For those interested in the history of the location, I strongly recommend searching out for opportunities to see the brand new documentary film "Unverwüstlich".
17:46 September 4, 2012 by richardcymru
ChrisRea: F***k off you pompous arse.

Berlin fuer alles: Unfortunately you're right. When it comes to the vile Anglo American style of capitalism that is engulfing the rest of Europe people don't have a chance.

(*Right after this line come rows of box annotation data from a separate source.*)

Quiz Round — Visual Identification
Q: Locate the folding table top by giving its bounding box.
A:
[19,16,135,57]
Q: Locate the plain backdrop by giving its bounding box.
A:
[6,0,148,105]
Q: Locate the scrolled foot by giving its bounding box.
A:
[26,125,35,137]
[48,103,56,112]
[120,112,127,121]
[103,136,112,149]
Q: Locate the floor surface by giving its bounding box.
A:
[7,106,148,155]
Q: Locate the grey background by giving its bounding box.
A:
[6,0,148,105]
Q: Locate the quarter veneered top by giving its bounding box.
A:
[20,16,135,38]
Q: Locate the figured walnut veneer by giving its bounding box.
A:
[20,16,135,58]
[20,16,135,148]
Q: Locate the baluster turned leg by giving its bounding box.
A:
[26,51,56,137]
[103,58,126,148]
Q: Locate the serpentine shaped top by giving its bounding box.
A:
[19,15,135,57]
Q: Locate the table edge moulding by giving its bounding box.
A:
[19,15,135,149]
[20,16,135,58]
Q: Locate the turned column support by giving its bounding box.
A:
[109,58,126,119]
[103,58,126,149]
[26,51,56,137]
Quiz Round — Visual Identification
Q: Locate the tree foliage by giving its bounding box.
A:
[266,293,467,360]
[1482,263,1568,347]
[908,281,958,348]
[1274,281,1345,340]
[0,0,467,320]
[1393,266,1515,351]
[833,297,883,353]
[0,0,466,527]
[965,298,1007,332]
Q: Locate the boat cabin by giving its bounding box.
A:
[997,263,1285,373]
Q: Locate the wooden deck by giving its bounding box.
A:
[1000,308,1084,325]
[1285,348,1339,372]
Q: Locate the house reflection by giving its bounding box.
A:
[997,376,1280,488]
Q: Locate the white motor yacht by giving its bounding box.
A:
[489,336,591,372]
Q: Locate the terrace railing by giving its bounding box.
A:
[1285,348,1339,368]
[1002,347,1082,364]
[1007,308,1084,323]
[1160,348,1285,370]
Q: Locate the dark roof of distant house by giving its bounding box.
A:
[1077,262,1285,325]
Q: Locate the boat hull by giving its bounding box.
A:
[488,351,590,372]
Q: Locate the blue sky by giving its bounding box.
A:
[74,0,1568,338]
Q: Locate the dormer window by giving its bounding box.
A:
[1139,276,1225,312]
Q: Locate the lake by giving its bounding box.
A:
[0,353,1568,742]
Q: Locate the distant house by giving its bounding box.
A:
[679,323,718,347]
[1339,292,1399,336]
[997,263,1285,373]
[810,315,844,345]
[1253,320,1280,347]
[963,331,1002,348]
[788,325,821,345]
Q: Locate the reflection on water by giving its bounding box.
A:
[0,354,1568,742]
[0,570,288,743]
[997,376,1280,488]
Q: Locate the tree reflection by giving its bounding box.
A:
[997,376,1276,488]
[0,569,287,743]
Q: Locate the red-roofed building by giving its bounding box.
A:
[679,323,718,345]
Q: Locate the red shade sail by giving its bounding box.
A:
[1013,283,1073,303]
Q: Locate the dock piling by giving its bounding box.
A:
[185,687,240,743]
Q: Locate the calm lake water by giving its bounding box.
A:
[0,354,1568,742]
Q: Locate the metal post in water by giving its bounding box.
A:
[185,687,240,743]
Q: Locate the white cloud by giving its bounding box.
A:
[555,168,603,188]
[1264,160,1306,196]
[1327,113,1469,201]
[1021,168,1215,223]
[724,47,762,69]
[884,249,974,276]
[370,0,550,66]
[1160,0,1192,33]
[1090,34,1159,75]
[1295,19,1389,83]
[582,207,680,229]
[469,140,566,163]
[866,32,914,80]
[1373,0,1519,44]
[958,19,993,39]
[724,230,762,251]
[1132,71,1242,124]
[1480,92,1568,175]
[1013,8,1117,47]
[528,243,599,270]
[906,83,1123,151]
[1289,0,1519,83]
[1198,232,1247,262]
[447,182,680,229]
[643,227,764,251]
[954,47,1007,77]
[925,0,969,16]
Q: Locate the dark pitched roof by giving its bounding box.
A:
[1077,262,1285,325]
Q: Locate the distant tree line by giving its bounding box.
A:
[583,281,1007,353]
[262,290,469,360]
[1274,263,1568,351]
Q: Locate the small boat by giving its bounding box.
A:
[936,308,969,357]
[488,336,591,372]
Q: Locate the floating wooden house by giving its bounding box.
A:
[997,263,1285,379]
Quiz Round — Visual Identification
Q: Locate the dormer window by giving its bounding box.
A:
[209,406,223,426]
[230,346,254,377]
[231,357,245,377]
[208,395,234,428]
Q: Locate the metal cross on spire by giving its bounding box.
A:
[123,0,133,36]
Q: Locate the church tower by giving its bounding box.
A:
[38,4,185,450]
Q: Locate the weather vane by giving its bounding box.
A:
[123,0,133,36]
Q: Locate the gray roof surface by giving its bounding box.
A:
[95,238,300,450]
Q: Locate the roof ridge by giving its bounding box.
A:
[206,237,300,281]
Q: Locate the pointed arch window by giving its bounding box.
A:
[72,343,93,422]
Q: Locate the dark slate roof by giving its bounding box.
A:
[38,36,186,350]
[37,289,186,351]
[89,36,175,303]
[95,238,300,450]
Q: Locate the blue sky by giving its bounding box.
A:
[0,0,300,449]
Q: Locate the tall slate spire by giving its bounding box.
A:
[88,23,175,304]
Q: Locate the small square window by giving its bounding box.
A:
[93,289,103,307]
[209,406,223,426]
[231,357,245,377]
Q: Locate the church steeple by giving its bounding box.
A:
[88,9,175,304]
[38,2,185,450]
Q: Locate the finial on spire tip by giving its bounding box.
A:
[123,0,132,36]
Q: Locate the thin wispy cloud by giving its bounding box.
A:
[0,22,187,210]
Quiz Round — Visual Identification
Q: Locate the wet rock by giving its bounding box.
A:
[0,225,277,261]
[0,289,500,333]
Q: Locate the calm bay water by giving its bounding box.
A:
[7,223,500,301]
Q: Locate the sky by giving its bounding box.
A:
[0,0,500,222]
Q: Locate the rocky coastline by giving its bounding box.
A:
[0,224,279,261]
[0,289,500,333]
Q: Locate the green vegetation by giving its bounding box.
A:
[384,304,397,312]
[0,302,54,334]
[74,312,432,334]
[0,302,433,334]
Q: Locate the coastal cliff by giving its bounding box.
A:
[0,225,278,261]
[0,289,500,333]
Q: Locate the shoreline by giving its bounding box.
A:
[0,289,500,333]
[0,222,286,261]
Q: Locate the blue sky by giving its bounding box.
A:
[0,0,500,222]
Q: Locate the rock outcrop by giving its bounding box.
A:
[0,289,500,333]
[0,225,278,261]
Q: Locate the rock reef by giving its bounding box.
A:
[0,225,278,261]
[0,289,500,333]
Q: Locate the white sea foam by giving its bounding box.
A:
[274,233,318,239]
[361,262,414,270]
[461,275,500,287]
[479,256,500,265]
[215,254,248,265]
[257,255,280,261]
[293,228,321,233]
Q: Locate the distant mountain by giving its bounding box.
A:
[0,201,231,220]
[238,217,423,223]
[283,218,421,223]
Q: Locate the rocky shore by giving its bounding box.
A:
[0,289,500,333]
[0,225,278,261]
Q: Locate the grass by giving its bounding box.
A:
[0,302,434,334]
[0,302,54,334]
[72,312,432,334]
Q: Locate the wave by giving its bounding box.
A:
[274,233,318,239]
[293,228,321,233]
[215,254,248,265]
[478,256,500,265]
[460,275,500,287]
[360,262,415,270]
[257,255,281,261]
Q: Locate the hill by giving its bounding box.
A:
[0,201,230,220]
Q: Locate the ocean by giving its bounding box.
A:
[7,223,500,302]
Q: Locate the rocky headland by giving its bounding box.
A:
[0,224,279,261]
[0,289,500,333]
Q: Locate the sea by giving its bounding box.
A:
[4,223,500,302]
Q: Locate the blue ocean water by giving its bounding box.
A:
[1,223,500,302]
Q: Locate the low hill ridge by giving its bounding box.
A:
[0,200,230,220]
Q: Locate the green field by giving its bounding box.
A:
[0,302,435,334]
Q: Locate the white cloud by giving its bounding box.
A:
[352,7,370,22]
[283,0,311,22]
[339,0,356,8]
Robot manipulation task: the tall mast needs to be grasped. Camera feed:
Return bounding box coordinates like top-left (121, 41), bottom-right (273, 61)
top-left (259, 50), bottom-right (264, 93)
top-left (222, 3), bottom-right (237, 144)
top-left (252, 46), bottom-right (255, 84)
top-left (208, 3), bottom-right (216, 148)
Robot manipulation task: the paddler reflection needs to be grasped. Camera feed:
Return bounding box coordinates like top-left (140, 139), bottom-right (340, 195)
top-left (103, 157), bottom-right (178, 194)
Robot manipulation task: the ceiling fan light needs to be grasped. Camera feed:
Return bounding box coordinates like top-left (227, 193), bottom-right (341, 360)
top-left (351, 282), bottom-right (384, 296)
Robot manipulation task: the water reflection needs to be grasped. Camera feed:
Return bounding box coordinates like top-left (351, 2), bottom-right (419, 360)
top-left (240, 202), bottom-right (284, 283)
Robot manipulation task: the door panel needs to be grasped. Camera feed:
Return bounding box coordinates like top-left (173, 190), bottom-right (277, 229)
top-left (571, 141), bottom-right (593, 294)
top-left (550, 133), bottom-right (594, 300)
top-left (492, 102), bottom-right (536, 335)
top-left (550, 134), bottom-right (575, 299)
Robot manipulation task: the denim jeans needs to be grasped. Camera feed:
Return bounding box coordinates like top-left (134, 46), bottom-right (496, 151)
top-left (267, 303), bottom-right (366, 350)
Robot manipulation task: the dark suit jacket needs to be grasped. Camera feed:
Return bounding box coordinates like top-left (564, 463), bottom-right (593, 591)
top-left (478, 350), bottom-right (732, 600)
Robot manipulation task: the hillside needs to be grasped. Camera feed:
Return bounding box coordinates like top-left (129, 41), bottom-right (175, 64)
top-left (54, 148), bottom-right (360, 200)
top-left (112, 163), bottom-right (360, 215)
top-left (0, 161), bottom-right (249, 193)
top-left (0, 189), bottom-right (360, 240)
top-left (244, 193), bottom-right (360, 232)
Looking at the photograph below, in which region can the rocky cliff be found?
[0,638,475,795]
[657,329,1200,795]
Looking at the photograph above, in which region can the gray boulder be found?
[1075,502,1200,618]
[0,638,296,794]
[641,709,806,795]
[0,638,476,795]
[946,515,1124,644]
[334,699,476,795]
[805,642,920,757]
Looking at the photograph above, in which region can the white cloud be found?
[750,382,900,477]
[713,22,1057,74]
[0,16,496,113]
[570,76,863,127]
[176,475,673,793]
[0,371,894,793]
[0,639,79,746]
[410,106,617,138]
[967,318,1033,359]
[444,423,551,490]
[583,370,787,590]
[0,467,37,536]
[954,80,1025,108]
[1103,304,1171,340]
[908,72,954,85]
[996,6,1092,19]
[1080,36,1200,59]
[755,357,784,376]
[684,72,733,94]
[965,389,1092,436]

Suupala: I so agree with you. Thanks for the film recommendation.
20:08 September 4, 2012 by ChrisRea
@ Suupala

There are plenty pieces of "real" Berlin in the area, even if different people would have different understandings of the term. As I live in the neighbourhood, I can show you around. Just give me a PM.

@ richardcymru

Welcome to the forum! If you would allow me a suggestion following your first post, it might be a good idea to contribute with arguments related to the issues covered in the article. Personal attacks (even if you basically say that you find the middle part of the body full of splendor) tend to lower the quality of the posting.
03:55 September 5, 2012 by Suupala
@ ChrisRea

I also live in the immediate vicinity, and I think it's still a great place to live - maybe you could post some of your tips here for the faithful readers of this forum! Still I don't think the significance of Tacheles and it's unfortunate story should be undermined. Having also lived in another nice area of this great city, Neukölln, I find it obvious yet regrettable why the artists have to seek refuge there.

By the way, the rather objective documentary I mentioned in my earlier post had some great insights on the arbitrariness of the lawmaking and other actions that led to the eviction. It also had English subtitles.
09:36 September 5, 2012 by DoubleDTown
@richardcymru: thankfully the 1970s (and 1990s) are over. Time for people to get a job.
11:30 September 5, 2012 by raandy
The Tacheles with its fire going off was a fun place to listen to a concert or just have a beer. Around the back was a nice outside bar with an entertaining crowd. I will miss the place.

The history of that building is an interesting read.

Things change ,but not always for the better, I myself have little interest in mall type shopping.

Thanks Tacheles for all those fond memories.